De plus, comme le prévoit l'article 5 de la proposition de loi, et ainsi que je m'y étais engagé, nous avons créé un groupe de travail sur la couverture mobile : il réunira État, collectivités locales, opérateurs, associations de consommateurs et parlementaires. Il a pour objectif de préparer un nouveau programme « zones blanches » et de clarifier les critères appliqués pour évaluer la couverture du territoire. Nous devons sortir du débat récurrent sur les méthodes d'évaluation de ces zones. Les travaux techniques ont déjà démarré et la réunion de lancement officiel aura lieu le 8 février.

A cet égard, l'article 6 de cette proposition de loi est problématique : il crée en effet de nouvelles obligations de couverture du territoire pour les opérateurs titulaires des licences. Je souhaite vous alerter sur ce point : modifier les obligations des licences engage la responsabilité de l'État, qui a vendu des licences assorties d'obligations précises en matière de couverture du territoire, et change leur valeur. Les prix auxquels elles ont été vendues seront donc contestés par les opérateurs. Si l'État doit rembourser une partie des licences de la téléphonie mobile, où trouver les crédits correspondants ?

S'agissant des réseaux fixes, le Gouvernement a mis en place un programme national très haut débit (PNTHD) très ambitieux qui repose sur quatre piliers. Le premier a trait aux investissements privés et à la mutualisation. Le Gouvernement a défini le cadre règlementaire de la mutualisation des réseaux, avec la loi de modernisation de l'économie du 4 août 2008 et ses décrets d'application du 15 janvier 2009, mais aussi les arrêtés du 15 janvier 2010 et du 10 janvier 2011 homologuant les décisions de l'ARCEP. Grâce à ce cadre, les opérateurs se sont engagés à couvrir 57 % de la population en fibre optique dans les dix prochaines années.

Je connais vos interrogations sur ce point. Le Gouvernement veillera tous les ans à ce que ces engagements soient respectés. Ainsi, nous allons interroger à la fin du mois, avec René Ricol, le commissaire général à l'investissement, l'ensemble des opérateurs sur l'avancement de leurs déploiements. Le Gouvernement veillera au respect des engagements de déploiement dès la première année. Si leur engagement d'investissement n'était pas respecté, la zone d'investissement privé serait réduite pour laisser place aux projets des collectivités territoriales. Cette menace n'est pas prise à la légère : être propriétaire d'un réseau constitue le coeur du modèle économique des opérateurs.

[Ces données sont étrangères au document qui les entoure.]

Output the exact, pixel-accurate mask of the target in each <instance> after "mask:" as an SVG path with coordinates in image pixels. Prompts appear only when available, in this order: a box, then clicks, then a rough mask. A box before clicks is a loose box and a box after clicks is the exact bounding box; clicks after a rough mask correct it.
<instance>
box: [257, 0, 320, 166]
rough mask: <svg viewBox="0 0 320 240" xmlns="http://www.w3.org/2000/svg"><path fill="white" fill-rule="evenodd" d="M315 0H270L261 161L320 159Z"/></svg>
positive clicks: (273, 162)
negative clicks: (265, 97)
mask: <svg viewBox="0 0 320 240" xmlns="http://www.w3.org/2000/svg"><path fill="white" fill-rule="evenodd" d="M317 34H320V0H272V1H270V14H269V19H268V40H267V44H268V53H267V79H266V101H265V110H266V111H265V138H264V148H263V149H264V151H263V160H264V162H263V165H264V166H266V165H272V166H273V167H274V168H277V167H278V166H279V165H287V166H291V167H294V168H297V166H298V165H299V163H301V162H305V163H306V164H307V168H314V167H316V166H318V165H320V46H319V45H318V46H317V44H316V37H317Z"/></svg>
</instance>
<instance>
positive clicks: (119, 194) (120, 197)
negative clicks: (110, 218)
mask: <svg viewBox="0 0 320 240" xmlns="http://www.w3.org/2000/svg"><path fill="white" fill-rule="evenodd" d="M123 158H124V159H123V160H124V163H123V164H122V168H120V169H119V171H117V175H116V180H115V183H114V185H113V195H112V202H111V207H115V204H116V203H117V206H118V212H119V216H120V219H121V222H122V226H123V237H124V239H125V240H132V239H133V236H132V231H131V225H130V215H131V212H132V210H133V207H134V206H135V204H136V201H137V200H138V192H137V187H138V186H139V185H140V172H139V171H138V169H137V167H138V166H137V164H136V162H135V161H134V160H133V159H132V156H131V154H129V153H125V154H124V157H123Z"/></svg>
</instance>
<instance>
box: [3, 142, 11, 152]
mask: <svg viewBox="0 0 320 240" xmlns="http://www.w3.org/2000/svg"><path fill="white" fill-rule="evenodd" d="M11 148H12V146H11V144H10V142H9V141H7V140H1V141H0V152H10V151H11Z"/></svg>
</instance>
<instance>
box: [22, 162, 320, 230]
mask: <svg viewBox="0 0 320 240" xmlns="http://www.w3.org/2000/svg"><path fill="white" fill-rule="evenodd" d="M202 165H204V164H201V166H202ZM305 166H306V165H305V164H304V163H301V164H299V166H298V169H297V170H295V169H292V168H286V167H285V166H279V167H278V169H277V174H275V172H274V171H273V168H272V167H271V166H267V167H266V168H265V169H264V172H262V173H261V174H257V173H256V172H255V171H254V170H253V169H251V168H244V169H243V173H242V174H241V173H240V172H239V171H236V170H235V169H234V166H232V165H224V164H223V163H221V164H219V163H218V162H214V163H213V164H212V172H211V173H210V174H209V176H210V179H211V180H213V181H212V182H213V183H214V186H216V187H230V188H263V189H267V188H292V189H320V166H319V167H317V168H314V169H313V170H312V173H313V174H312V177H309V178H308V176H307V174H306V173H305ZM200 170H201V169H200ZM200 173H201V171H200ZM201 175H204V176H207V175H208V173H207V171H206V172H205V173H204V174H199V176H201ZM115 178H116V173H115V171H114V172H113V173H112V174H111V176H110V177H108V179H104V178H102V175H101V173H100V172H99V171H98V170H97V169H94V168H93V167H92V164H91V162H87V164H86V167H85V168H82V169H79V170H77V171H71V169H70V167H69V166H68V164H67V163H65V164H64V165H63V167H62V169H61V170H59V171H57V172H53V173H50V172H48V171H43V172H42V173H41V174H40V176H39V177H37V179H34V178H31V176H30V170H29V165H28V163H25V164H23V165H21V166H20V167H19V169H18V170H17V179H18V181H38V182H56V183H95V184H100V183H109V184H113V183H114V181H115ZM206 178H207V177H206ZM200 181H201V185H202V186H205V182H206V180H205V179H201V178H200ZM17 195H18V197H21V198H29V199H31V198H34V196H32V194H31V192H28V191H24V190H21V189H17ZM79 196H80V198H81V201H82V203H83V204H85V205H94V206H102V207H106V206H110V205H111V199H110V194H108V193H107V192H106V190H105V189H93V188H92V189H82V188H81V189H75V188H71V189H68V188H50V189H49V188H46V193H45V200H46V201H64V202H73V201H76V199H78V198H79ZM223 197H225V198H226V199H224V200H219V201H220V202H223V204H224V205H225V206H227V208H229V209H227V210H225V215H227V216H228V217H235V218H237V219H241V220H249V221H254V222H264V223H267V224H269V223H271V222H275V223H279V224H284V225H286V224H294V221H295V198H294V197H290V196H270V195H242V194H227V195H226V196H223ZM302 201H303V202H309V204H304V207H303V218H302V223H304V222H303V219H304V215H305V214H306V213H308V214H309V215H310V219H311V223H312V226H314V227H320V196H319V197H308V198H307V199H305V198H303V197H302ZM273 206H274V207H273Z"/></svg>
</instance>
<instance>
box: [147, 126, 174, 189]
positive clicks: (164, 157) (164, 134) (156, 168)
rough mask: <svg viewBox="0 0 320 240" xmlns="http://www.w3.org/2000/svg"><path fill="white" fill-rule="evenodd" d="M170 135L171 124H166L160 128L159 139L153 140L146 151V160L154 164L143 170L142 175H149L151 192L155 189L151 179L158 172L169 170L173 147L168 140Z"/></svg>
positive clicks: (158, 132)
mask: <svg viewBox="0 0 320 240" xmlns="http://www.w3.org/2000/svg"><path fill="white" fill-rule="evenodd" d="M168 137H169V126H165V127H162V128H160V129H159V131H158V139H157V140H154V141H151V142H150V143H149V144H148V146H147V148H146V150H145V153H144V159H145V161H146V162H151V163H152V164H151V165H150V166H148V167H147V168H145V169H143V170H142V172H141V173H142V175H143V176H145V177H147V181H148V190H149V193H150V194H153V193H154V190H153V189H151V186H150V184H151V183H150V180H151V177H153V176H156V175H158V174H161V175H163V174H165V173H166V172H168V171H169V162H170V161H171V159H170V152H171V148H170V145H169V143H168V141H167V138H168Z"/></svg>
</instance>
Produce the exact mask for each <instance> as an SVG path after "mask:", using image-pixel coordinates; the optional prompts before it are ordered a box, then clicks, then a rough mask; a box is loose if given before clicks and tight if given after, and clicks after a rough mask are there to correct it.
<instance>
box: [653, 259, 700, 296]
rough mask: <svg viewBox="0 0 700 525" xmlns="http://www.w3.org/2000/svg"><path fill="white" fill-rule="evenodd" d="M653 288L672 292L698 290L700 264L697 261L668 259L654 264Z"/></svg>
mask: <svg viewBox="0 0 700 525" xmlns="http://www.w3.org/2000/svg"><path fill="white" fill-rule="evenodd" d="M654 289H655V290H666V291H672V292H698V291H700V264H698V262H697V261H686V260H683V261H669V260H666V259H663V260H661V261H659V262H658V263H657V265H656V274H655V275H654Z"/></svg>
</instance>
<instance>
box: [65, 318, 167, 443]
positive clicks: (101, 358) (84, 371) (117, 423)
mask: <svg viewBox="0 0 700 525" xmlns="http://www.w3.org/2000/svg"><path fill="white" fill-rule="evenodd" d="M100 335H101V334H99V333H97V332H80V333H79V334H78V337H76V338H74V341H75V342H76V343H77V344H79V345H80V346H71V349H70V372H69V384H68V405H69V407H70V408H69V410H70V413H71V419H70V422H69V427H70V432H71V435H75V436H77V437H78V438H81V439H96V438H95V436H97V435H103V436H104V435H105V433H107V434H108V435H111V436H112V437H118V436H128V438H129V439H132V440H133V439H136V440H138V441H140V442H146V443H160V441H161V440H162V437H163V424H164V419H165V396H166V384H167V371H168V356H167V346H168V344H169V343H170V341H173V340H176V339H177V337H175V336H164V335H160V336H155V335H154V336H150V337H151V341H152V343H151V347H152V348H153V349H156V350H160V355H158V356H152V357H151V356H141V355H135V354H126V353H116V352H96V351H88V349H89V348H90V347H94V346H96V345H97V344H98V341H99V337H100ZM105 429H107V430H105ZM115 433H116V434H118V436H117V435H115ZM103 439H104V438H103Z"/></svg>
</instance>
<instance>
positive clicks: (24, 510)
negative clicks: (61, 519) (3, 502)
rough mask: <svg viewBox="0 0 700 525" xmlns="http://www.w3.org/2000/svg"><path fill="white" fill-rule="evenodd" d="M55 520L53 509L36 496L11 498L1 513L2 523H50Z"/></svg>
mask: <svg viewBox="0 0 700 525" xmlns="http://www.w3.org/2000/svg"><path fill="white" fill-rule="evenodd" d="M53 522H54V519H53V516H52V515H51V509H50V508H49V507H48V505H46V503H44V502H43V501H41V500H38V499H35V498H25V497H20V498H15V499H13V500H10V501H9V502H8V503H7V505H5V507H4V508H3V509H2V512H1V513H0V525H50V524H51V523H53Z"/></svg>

Le deuxième pilier traite des initiatives publiques qui seront soutenues partout où l'initiative privée sera absente. Nous avons ouvert le 27 juillet 2011 un guichet de 900 millions d'euros pour aider les projets des collectivités territoriales. Le PNTHD a été validé par l'ARCEP le 18 février 2010, par l'Autorité de la concurrence le 17 mars 2010 et par la Commission européenne le 19 octobre 2011. Il s'agit du premier programme public de soutien au très haut débit en Europe. Il constitue désormais une référence pour les autres États membres. La Commission européenne a apporté son soutien à la démarche française reposant sur la complémentarité entre investissements privés et publics.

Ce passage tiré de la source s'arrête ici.